What is it like being in the belly of the “Top Chef” whale? It’s this mini universe unto itself.

It’s been amazing. “Top Chef” is a great show and the producers, Magical Elves, do a fantastic job. To be associated with such a great franchise. But to literally have a job where you’re eating food and watching the techniques of the best chefs in the country is just such a special bloody job. I feel really blessed to be allowed to do it. You’re constantly humbled by the skill these guys have and their passion for the industry. I think it’s done brilliant things for the industry as a whole.

Just seeing how someone like Patricia walked through a challenge, it gives them a whole different level of exposure than they normally would have.

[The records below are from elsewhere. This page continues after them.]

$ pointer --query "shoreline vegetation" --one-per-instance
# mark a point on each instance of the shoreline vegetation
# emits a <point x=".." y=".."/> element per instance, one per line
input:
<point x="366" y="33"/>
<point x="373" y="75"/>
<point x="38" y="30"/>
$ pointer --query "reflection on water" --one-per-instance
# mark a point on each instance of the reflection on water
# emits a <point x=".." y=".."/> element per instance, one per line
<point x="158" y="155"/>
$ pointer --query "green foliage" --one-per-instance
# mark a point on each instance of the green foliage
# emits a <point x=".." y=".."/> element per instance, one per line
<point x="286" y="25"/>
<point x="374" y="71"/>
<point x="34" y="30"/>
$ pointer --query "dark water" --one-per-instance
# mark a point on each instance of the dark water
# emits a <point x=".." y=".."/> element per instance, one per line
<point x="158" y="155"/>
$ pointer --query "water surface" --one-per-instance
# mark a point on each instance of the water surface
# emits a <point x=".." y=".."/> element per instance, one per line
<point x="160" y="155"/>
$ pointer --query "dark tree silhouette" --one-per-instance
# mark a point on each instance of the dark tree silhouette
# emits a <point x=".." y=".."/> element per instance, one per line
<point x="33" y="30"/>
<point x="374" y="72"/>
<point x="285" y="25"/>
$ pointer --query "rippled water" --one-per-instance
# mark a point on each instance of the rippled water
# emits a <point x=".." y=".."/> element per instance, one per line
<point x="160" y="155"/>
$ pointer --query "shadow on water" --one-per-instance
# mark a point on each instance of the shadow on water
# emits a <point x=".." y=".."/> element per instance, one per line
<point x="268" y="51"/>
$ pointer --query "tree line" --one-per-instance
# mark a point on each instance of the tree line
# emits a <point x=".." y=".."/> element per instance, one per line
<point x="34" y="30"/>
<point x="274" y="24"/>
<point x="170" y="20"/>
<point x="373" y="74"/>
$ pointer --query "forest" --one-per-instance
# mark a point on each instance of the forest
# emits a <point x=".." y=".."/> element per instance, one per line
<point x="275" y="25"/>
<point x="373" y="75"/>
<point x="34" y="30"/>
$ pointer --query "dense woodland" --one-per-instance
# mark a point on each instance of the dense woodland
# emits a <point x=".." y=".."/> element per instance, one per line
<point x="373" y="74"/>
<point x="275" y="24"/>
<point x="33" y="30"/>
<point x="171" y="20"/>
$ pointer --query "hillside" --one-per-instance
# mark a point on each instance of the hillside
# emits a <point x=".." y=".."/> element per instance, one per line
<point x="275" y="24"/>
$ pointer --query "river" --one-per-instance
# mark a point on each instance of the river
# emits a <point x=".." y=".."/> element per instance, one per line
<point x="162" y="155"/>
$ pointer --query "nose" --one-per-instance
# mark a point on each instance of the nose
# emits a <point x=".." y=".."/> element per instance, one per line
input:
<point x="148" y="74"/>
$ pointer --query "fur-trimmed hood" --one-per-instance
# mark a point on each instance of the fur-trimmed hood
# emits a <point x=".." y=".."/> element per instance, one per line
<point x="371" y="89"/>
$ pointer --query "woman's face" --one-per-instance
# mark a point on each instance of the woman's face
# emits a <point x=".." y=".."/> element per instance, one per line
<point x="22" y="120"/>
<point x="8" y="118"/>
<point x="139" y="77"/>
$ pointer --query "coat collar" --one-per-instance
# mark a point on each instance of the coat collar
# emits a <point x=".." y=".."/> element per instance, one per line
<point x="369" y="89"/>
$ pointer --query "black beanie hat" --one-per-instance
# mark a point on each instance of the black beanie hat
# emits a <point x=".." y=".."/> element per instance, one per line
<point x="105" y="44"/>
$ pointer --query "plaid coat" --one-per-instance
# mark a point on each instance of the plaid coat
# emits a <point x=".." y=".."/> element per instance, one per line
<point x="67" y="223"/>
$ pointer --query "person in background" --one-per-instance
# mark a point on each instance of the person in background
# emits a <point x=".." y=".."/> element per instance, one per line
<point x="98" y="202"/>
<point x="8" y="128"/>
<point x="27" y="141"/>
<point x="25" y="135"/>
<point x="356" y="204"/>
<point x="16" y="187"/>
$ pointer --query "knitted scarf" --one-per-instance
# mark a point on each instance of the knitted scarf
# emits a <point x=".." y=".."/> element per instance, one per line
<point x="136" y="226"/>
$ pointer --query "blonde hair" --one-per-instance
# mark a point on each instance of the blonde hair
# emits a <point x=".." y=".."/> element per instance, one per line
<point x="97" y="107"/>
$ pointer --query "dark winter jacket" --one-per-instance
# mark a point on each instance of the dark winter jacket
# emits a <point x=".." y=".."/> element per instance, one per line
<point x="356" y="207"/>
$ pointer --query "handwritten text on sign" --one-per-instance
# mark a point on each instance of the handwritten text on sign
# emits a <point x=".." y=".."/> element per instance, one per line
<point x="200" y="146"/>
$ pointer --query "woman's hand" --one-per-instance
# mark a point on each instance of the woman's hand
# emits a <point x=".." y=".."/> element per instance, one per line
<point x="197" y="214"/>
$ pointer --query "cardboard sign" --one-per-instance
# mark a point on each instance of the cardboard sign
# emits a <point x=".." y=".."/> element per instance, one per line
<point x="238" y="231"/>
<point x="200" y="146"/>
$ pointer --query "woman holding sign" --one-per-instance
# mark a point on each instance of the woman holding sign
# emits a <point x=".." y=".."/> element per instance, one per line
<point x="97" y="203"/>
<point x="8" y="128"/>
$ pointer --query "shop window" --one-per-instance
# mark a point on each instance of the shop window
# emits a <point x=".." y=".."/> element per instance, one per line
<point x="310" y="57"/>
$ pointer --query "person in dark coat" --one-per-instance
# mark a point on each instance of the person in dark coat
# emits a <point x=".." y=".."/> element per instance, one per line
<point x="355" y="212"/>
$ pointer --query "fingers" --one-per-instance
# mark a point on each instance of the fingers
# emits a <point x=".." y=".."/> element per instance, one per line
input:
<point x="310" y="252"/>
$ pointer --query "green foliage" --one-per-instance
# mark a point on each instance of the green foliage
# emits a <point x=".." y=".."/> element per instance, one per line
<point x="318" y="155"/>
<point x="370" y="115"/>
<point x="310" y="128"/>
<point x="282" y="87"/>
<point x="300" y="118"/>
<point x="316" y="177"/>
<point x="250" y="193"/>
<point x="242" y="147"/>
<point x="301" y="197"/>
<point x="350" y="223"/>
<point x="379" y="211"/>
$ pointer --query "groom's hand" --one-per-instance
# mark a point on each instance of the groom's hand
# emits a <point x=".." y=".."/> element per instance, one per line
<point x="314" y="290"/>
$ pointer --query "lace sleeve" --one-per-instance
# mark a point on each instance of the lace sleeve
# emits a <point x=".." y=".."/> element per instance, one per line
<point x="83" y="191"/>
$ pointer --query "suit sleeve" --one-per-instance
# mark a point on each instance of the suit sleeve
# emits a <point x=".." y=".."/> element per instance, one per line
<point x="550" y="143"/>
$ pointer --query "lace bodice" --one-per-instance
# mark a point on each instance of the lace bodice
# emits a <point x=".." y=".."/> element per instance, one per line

Absolutely. This is a damn big country, America. There are so many big cities with so many great restaurants that it’s not easy for the guys here. After the Olympics I said to someone, “In a way, it’s kind of a bummer if you’re a gold medalist and you live in America because if you live in Australia or another country, there’s only five of you.” If you’re American, you come back with half a plane load. It’s the same with the chefs. There are so many great chefs in so many different parts of the country. That’s the beauty of Season 5. We’re able to shine a spotlight on many different people.

Have you watched a challenge and thought, “I’d really like to have a crack at that?”

It happens all the time. I sit down with the producers and help them come up with some of the challenges and ideas. When it comes time to watch, I’ve already got my little game plan down, so it’s fascinating to see different chefs take different approaches.

Presentation ringsBack to the cookware, has there been a point of frustration for you in the kitchen where a little light has gone on in your head and you thought, “We’ll make a product to tackle this problem.”

Totally. Always innovating and in the kitchen trying to solve different problems. It’s interesting because you walk into most kitchens and there are so many homemade devices and little alterations to existing products that chefs make. You can quite often get inspiration just wandering through a kitchen.

I remember that in the kitchen we used to go down to the hardware store and ask for some PVC pipe to be cut into lengths and use those lengths into rings. Those sort of became the rings that we sell now in the line that you can use to build little towers and things.